Bobic von Hannover 96 zu Hertha BSC Berlin

tok
20. Mai 2003, 14:21 Uhr

Hertha BSC Berlin hat sich einen dicken Fisch geangelt: Nationalspieler Fredi Bobic wird in der kommenden Saison für die Berliner auf Torejagd gehen und somit Hannover 96 verlassen.

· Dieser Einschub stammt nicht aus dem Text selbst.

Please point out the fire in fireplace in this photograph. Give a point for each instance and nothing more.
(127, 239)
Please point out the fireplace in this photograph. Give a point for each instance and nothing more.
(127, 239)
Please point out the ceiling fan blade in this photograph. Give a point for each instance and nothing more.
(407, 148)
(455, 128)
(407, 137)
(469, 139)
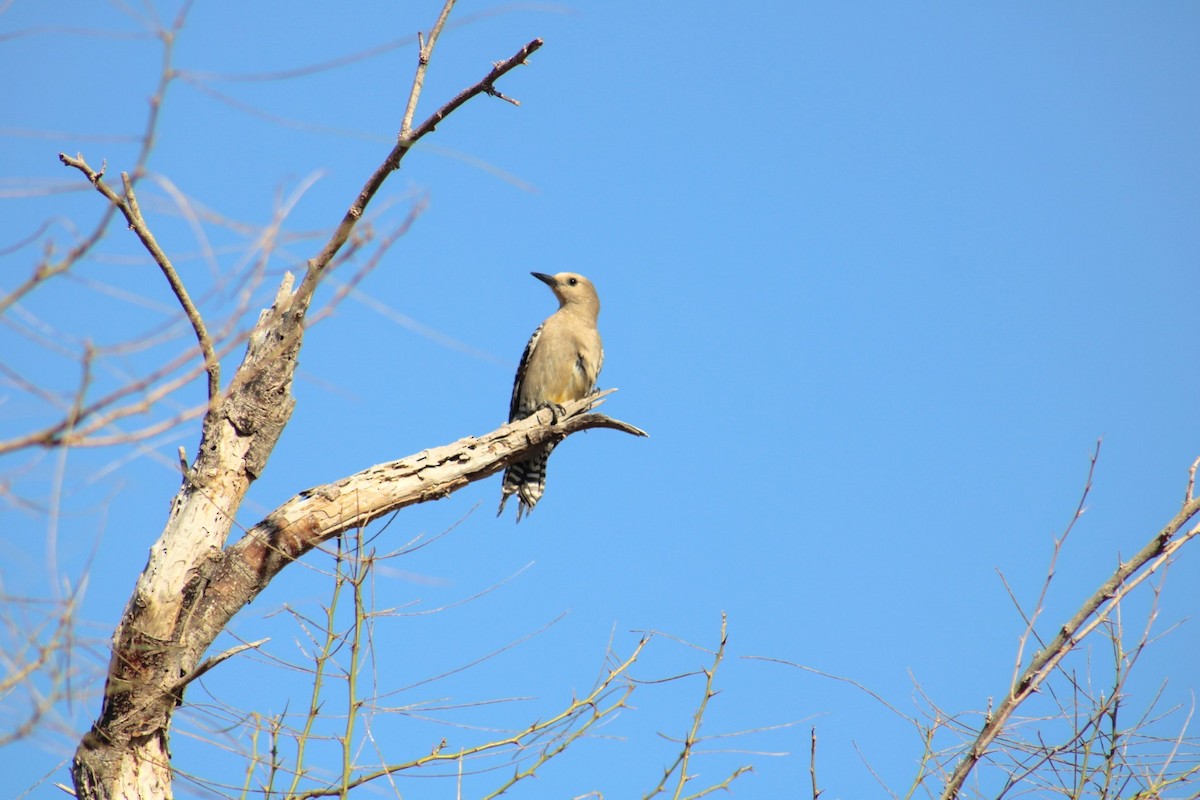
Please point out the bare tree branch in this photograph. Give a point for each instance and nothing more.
(1095, 611)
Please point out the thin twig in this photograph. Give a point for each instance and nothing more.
(129, 206)
(1128, 576)
(424, 52)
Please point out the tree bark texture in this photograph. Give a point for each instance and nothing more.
(193, 584)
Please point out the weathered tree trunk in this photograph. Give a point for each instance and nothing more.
(192, 583)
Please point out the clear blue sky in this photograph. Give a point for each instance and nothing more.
(874, 276)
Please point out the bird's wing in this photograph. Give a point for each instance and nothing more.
(515, 403)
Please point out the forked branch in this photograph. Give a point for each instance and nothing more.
(127, 204)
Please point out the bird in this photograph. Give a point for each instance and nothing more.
(561, 364)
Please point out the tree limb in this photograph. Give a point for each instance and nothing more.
(323, 512)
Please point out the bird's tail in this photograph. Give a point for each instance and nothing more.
(527, 480)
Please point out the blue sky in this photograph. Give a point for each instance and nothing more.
(875, 278)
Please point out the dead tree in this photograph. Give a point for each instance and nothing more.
(195, 582)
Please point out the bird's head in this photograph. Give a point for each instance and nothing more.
(574, 290)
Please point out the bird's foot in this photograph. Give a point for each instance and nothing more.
(556, 410)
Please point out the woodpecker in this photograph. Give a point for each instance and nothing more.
(561, 364)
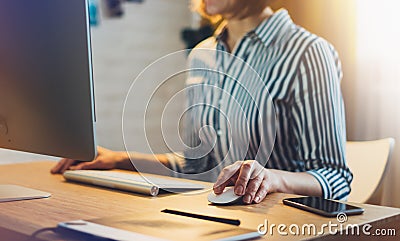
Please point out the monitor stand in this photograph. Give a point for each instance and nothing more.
(10, 193)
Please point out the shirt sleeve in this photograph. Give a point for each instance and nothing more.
(319, 120)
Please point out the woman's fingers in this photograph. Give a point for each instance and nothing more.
(262, 192)
(245, 174)
(62, 165)
(252, 187)
(86, 166)
(225, 177)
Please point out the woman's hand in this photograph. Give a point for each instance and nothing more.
(106, 159)
(250, 179)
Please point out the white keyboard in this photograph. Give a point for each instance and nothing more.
(149, 184)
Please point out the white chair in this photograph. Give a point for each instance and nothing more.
(368, 160)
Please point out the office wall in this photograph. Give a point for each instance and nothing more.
(364, 33)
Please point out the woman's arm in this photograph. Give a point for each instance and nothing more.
(254, 182)
(108, 159)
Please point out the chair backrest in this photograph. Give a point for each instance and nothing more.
(368, 161)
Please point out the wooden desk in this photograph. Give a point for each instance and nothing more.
(71, 201)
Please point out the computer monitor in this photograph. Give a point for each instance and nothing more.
(46, 87)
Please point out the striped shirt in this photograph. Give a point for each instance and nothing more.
(275, 99)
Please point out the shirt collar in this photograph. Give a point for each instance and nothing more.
(267, 31)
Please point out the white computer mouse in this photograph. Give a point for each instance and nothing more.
(225, 198)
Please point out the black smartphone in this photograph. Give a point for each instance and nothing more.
(321, 206)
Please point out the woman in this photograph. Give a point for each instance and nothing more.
(301, 73)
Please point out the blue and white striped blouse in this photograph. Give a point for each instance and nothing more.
(275, 99)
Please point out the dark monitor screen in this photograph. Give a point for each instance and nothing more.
(46, 89)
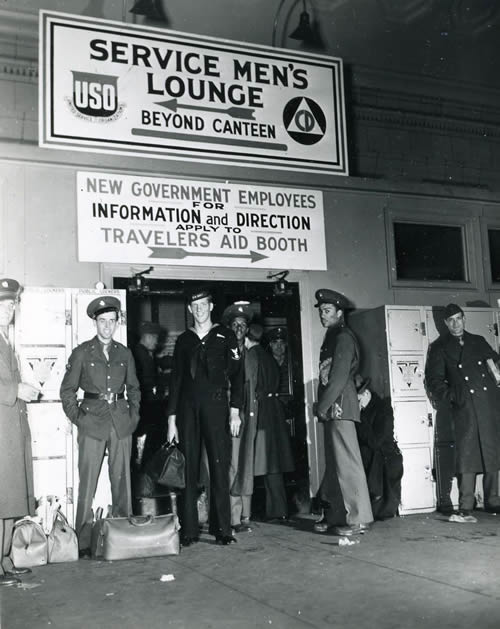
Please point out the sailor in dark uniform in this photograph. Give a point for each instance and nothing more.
(104, 369)
(206, 394)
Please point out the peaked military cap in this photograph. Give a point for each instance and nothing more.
(200, 292)
(238, 309)
(275, 334)
(327, 296)
(361, 383)
(149, 327)
(9, 289)
(106, 303)
(452, 309)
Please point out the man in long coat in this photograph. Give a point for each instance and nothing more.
(16, 466)
(265, 448)
(457, 375)
(338, 408)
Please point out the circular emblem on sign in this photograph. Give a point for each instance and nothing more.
(304, 120)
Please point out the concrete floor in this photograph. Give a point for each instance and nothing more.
(414, 571)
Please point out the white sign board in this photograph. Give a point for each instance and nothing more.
(144, 220)
(114, 88)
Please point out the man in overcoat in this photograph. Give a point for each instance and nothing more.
(16, 466)
(106, 417)
(265, 442)
(457, 375)
(338, 409)
(237, 316)
(206, 394)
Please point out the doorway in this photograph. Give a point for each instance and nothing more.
(162, 301)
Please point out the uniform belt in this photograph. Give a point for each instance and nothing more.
(109, 397)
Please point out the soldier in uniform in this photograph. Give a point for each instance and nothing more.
(206, 364)
(105, 370)
(149, 431)
(457, 379)
(338, 408)
(16, 467)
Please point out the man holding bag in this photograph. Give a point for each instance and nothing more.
(104, 369)
(338, 408)
(16, 469)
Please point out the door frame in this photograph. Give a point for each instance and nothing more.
(109, 271)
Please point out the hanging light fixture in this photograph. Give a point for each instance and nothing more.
(153, 9)
(307, 31)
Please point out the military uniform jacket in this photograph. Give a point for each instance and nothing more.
(16, 465)
(457, 375)
(217, 356)
(89, 370)
(338, 363)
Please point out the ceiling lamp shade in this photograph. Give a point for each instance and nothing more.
(152, 9)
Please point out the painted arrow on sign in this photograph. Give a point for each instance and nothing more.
(178, 253)
(244, 113)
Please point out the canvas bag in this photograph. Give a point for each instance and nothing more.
(136, 537)
(62, 543)
(29, 544)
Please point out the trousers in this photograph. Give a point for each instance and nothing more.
(90, 457)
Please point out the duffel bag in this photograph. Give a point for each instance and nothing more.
(136, 537)
(62, 541)
(29, 544)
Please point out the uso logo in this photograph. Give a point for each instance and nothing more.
(95, 94)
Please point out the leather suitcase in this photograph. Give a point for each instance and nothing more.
(136, 537)
(157, 504)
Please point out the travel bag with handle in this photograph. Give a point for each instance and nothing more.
(135, 537)
(29, 544)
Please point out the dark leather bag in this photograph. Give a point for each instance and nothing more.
(167, 467)
(136, 537)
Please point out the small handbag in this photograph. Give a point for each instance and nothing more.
(136, 537)
(167, 467)
(29, 544)
(62, 542)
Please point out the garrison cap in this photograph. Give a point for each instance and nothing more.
(105, 303)
(327, 296)
(255, 332)
(275, 334)
(149, 327)
(238, 309)
(9, 289)
(199, 292)
(452, 309)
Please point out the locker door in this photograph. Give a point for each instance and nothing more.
(417, 487)
(405, 329)
(41, 337)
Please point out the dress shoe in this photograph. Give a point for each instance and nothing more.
(15, 572)
(224, 540)
(351, 529)
(462, 517)
(6, 579)
(242, 528)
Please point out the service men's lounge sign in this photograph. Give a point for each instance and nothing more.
(123, 218)
(114, 88)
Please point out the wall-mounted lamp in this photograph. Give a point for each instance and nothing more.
(152, 9)
(307, 31)
(281, 286)
(138, 283)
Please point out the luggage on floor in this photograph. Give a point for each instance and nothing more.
(135, 537)
(29, 544)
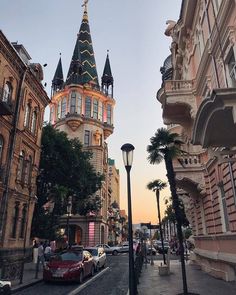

Paukenschlag in der Bundesliga: Nationalspieler Fredi Bobic wechselt zur kommenden Saison vom Bundesligisten Hannover 96 zum Liga-Konkurrenten Hertha BSC Berlin. "Ich werde bei Hertha BSC einen Zweijahresvertrag mit einer zusätzlichen Option auf ein weiteres Vertragsjahr unterschreiben", verkündete Bobic auf seiner Homepage: "Das Angebot aus Berlin, das Konzept von Manager Dieter Hoeneß und Trainer Huub Stevens hat mich sehr beeindruckt."

Maßgeblichen Anteil am Klassenerhalt

Der 31 Jahre alte Stürmer war erst während der Saison vom entthronten deutschen Meister Borussia Dortmund nach Hannover gewechselt. Für die Niedersachsen, die sich am Samstag durch ein 2:2 gegen Borussia Mönchengladbach den Klassenerhalt gesichert hatten, erzielte er in der laufenden Saison bei 27 Einsätzen bereits 14 Treffer. Zudem kam der Torjäger zu einem Comeback in der Nationalelf, in der er in seinen ersten beiden Spielen nach fast fünf Jahren Abstinenz gegen die Niederlande (1:2) und in Spanien (1:3) jeweils mit dem einzigen deutschen Treffer aufwartete.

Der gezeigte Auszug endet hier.